Dün gece ses sanatçısı İbrahim Şirin Türk Sanat Müziği Korosunun konserine gittim.

Türk Sinemasının sempatik sanatçısı Dursune Şirin’in oğlu olan İbrahim Şirin, uzun yıllar tiyatro sanatçılığı ve TRT İstanbul radyosunda ses sanatçılığı yaptı. Halen Şişli ve Kadıköy Belediyelerine bağlı 2 ayrı TSM korosunun şefliğini yapmaktadır.

Konseri davudi sesli sevgili dostum Ercan Dirikan sundu. Koro Muhayyer Kürdi makamında 6 şarkı söyledikten sonra solistler çeşitli makamlarda 17 şarkıyla müzikseverleri coşturdular. Şef İbrahim Şirin Grup Ahenk eşliğinde muhteşem  sesiyle okuduğu 4 şarkıyla ayakta alkışlandı.

Benim “Şiir ve Müzik” programlarımda solistlik yapan sevgili dostum KBB doktoru Ahmet Ayyürek, Avni Anıl’ın “Rüya gibi uçan yıllar” adlı Hicaz şarkısıyla büyük alkış aldı. Solist Mehtap Aslan’ın okuduğu “Hüzün zaman zaman deli dalgalarla gelir gönlümün kıyısına vurur “ adlı şarkı müzikseverlerin gönül tellerini titretti.
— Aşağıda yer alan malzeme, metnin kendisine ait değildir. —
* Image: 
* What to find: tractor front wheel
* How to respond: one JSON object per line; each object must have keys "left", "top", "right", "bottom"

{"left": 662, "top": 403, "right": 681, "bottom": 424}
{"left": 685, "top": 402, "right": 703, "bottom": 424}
Geçen ay Türkiye’nin yetiştirmiş olduğu meşhur Tanbur üstadlarına ait 3 kitabı okudum ve çok beğendim. İlgilenirsiniz düşüncesiyle sizlerle paylaşmak istedim.

DEHANIN SESİ / LÜTFİYE AYDIN-TANBURİ CEMİL BEY’İN ROMANI

Büyük Tanbur üstadı Cemil Bey’in ölümünün 100. Yılında Lütfiye Aydın’ın kaleme aldığı “Dehanın Sesi” klasik Türk musikisinin ve aynı zamanda Cumhuriyet öncesi son kuşağın da romanıdır. Bir çok belgesele imza atmış olan Lütfiye Aydın, incelikli bir anlatımla aktardığı Tanburi Cemil Bey’in yaşamında, Tevfik Fikret, Leyla Saz, şair Nigar gibi dönemin önemli isimlerine de yer veriyor. Yazar, ayrıca Cumhuriyet döneminin ilk yılları ile 1930’ların sanat dünyasından kesitlerle Cemil Bey’in oğlu Mesut Cemil Tel’in Nazım Hikmet’le dostluğunu da öyküleştirmiş.
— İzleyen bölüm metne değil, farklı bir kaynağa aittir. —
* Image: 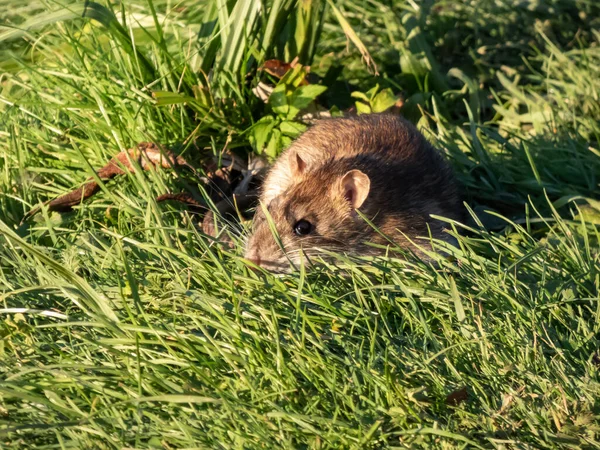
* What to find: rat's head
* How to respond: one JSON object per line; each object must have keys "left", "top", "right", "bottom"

{"left": 244, "top": 155, "right": 371, "bottom": 272}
BİR TATLI HUZUR / MÜNİR NURETTİN SELÇUK’UN YAŞAM ÖYKÜSÜ

AYŞE KULİN / EVEREST KİTAP.

Şiirde İstanbul’u bize Nedim, Yahya Kemal ve Orhan Veli anlatmıştı.

Müzikte ise Münir Nurettin. Orhan Veli’nin İstanbul’u, Münir’in İstanbul’undan çok farklı idi. Kapalıçarşının baş döndüren hareketi! Bir yaz öğlesinde doklardan yükselen çekiç sesleri! Köprü üstü! Galata’ daki çıplak kolları dövmeli, vesikalı yar!
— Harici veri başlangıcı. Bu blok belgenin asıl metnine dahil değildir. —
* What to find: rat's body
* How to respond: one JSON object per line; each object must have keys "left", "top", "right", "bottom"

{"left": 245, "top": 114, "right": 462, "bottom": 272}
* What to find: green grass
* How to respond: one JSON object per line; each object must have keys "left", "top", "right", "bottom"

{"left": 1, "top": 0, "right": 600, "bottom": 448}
Münir Nurettin’in İstanbul’u ise aksine huzur ve sukûnet dolu. Kalamış ve eski Kadıköy geceleri Münir Nurettin’in ölümsüz şarkılarıyla şenleniyordu. 

Türk müziğine frak giydiren bir solist, müziğiyle İstanbul’u coşturan bir besteci Münir Nurettin. Biyoğrafi edebiyatının günümüzdeki en önemli temsilcisi Ayşe Kulin, resimlerle süslediği “Bir Tatlı Huzur” kitabında Münir Nurettin Selçuk üstadı adeta yeniden yaşatıyor.

FAHRETTİN ÇİMENLİ  / TANBUR İLE BİR ÖMÜR / OSMAN NURİ ÖZPEKEL

İstanbul Üniversite korosunda arkadaşım olan Fahrettin Çimenli diyor ki;

Yetmiş seneyi geçen müzik hayatım boyunca yaşadıklarım, hatırladıklarım, arkadaşlarım, hocalarım, öğrencilerim, konserlerim ve taksimlerim sesli kayıtlar olmasa benimle beraber göçüp gidecekti.

Bu kitabın elinizde olmasını sağlayan Ali Aksoy’a, editörlüğünü yapan Osman Nuri Özpekel’e, konuşma metinlerini yazan Aybike Kalegil İpkıran’a, CD’leri hazırlayan Özata Ayan ve Volkan Yılmaz’a, fotoğraf arşivi için Hakan Benek’e, yaşamım ve sanatım hakkında görüşlerini bildiren sevgili dostlarıma teşekkür ederim.

“Musiki denilen nutku ilâhi / Engin bir denizdir namütenâhi” diyerek musikinin felsefesini yapan Yahya Kemal Beyatlı üstadım bu fani hayatı şöyle özetlemiş.

Her rind bu bezmin nedir encamı bilir,

Dünyamızı nagâh zalam örtebilir 

Bir bitmeyecek şevk verirken beste, 
bir tel kopar ahenk ebediyyen kesilir… (Yahya Kemal Beyatlı)

(Rind=Ermiş, Encam=akıbet, Nagâh= Her an, Zalâm=Zulüm, karanlık)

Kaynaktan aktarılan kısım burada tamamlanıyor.